Kobelt: Ich denke, dass es Kulturschaffende gibt, die in dieser Zeit zwischen den Maschen hindurchgefallen sind. Viele Kulturschaffende arbeiten noch in einem anderen Bereich und entschliessen sich auch aus finanzieller Notwendigkeit, nur in einem Teilzeitpensum Zeit für ihr Kulturschaffen zur Verfügung zu stellen. Für einige von ihnen wird wohl die Entscheidung notwendig geworden sein, sich vom Kulturschaffen zu verabschieden und sich anderer Arbeit zuzuwenden. Das ist ein Verlust. Gleichzeitig habe ich auch immer sehr viel Engagement gespürt, etwa bei Leuten in Vereinen wie dem Atelier63 oder der Kunstpause.

Es brauchte viel Mut und Unternehmergeist, um trotz der Krise dranzubleiben.

Kobelt: Das kann ich mir auch vorstellen. Und es sind ja gerade solche Kulturschaffende, die die Stadt Zug unterstützen muss: Nicht nur die etablierten Künstlerinnen und Künstler, sondern auch die Einsteiger, diejenigen, die noch daran sind, sich zu entwickeln und ihr Kunstschaffen weiterzubringen. Das versuchen wir auch mit den neuen Räumen für Kulturschaffende. Gerade konnten wir kommunizieren, dass die Stadt zwei neue Ateliers von der Stiftung Landis & Gyr übernehmen darf. Das ist sehr erfreulich. Auch im Technologie-Cluster der V-Zug gibt es eine Option, Raum für Kunstschaffende zu übernehmen, den uns die V-Zug günstig vermieten möchte.

Wirst du nach deinem Austritt beim Stadtrat wieder im Zuger Kulturleben aktiv werden?
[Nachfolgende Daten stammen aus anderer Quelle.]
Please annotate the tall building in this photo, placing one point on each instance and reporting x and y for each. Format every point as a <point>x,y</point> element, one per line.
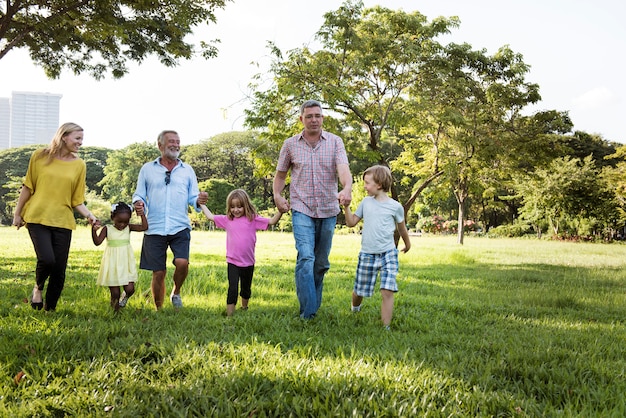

Kobelt: Nein, ich habe mir einen anderen Plan gefasst. Ich möchte Psychologie studieren. Das hat mich schon immer interessiert, und jetzt fühle ich mich geistig noch fit genug dafür. Meine Zeit als Stadtrat und Stadtpräsident war spannend und erfüllend. Es war auch für mich besonders toll, dass ich nach sechs Jahren als Finanzchef, bei denen es unter anderem ums Sparen ging, die letzten vier Jahre mit neuen und wichtigen Investitionen in die Stadt mitwirken durfte – in der Kultur, der Bildung und anderen Bereichen. Teilweise war es auch sehr herausfordernd. Ich empfand als Stadtpräsident eine noch grössere Verantwortung für das Allgemeinwohl, für die Bevölkerung, für die ver­schiedensten Belange in dieser Stadt. Auch die Kulturpolitik hat sehr viel Engagement gefordert   inhaltlich und zeitlich. Ich habe mein Amt mit «feu sacré» ausgeübt und kann diese Aufgabe nun gut weitergeben.